İpek, "Bir müşterim üç oldu, üç beş oldu. Zamanla on derken artık geç vakitlere kadar çalışmak zorunda kaldım. Hem sanatım güzel, ahlakım güzel. Uzak yerlerden geliyorlar. Yaptığım ayakkabılar en az 4 sene giyiliyor. 100 Türk lirası istiyorum, bakıyorum bana 150 Türk lirası göndermiş. 'Ustam, sen bunu hak ediyorsun. Sanatın güzel, ahlakın güzel' diyorlar. 2 çift daha yapar mısın deyip parasını peşin yolluyorlar" diyor. Bu süreçte, sadece bu küçük dükkanında 40 yıldır hizmet veren İpek, müşterileriyle güçlü bir bağ kurarak, onların güvenini kazanmayı başarmış.
Komşusu ve esnaf arkadaşı Muaz Polat, Mehmet Emin İpek’i çok değerli bir ağabey olarak tanımlıyor. 45 yıldır tanıdığı İpek'in yardımsever ve sanatkâr bir insan olduğunu vurgulayan Polat, "Mahallemizde yardım etmediği kimse kalmadı, yapamadığı iş yok. Hayırsever bir insandır. Çocuklarla, büyüklerle aynı seviyede ilgileniyor. Bir de sanatkâr bir insan. Mağazanın yarı fiyatına burada el emeği sağlam ayakkabı yapıyor" diyerek İpek'in işine olan bağlılığını ve iyi karakterini öne çıkarıyor.
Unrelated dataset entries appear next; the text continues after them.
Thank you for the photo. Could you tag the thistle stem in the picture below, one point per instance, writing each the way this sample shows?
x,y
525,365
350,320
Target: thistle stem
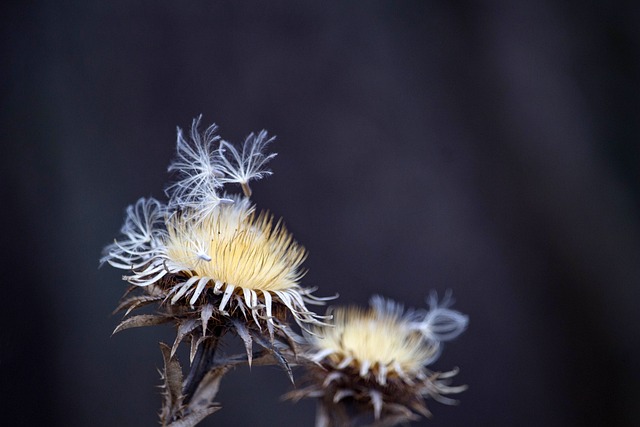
x,y
202,363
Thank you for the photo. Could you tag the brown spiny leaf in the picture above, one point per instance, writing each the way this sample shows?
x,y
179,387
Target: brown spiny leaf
x,y
141,320
172,376
183,329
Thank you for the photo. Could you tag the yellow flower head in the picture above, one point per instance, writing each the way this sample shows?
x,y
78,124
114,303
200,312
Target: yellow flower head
x,y
206,248
376,359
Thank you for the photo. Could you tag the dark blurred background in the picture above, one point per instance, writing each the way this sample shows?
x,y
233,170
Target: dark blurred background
x,y
488,147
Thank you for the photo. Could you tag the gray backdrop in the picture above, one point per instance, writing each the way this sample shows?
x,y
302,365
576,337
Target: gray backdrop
x,y
487,147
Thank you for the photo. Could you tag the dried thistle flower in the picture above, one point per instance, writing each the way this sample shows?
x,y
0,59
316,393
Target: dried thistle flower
x,y
213,265
375,362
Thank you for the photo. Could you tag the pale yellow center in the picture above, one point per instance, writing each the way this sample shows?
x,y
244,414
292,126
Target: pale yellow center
x,y
375,339
236,247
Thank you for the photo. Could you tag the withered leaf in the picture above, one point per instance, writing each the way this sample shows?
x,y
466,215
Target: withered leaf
x,y
141,320
172,386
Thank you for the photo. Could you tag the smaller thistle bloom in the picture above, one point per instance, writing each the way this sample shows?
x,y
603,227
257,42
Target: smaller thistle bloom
x,y
376,361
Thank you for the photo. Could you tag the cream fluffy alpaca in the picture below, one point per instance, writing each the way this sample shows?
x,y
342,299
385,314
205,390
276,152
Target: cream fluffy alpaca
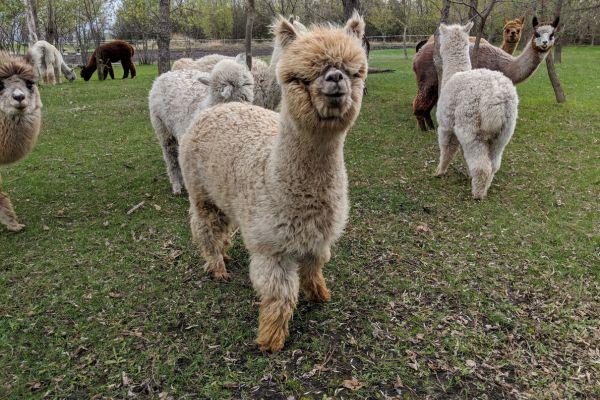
x,y
267,92
280,177
177,96
477,109
20,119
48,63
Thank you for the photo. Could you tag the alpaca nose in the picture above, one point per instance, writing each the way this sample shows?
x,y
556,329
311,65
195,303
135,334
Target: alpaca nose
x,y
335,75
18,96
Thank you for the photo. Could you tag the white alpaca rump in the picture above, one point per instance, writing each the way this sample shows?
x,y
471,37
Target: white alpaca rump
x,y
477,109
177,96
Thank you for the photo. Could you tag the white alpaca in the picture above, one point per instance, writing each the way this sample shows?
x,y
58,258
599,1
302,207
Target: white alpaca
x,y
177,96
20,120
48,63
280,177
477,109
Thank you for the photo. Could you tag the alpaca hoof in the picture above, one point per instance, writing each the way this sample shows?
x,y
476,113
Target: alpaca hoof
x,y
15,227
319,294
271,344
218,270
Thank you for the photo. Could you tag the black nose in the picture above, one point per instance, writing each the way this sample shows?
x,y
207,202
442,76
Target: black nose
x,y
335,75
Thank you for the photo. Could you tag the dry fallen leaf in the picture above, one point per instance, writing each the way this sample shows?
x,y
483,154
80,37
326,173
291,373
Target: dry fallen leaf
x,y
352,384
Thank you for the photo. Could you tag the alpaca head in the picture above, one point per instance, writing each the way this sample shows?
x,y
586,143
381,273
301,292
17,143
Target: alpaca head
x,y
321,73
230,81
454,39
544,34
19,94
513,29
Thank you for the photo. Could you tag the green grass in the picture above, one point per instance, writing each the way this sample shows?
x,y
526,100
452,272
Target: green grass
x,y
499,299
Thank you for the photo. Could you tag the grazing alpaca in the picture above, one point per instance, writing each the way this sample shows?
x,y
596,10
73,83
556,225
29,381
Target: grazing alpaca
x,y
477,109
512,34
517,69
280,177
117,50
48,63
20,120
177,96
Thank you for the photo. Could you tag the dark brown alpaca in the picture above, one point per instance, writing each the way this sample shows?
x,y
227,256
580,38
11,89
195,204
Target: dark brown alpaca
x,y
517,69
117,50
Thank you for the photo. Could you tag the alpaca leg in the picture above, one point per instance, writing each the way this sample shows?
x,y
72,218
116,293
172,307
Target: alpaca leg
x,y
7,214
477,156
170,150
210,228
132,69
125,65
448,147
312,281
275,278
Müşterilerden Mehmet Ali Günkurt ise Mehmet Emin İpek'in yaptığı ayakkabıları uzun yıllardır tercih ettiğini ve hiç sıkıntı yaşamadığını belirtiyor. "Bu kadar mesafe geldiğime değdi. Ayakkabıları 4-5 yıl boyunca sıkıntısız giyiyorum. Sürekli burada ayakkabı yaptırıyorum ve fiyatı da çok uygun" şeklinde konuşarak, İpek'in hem sanatı hem de müşteri memnuniyetine verdiği önemi vurguluyor.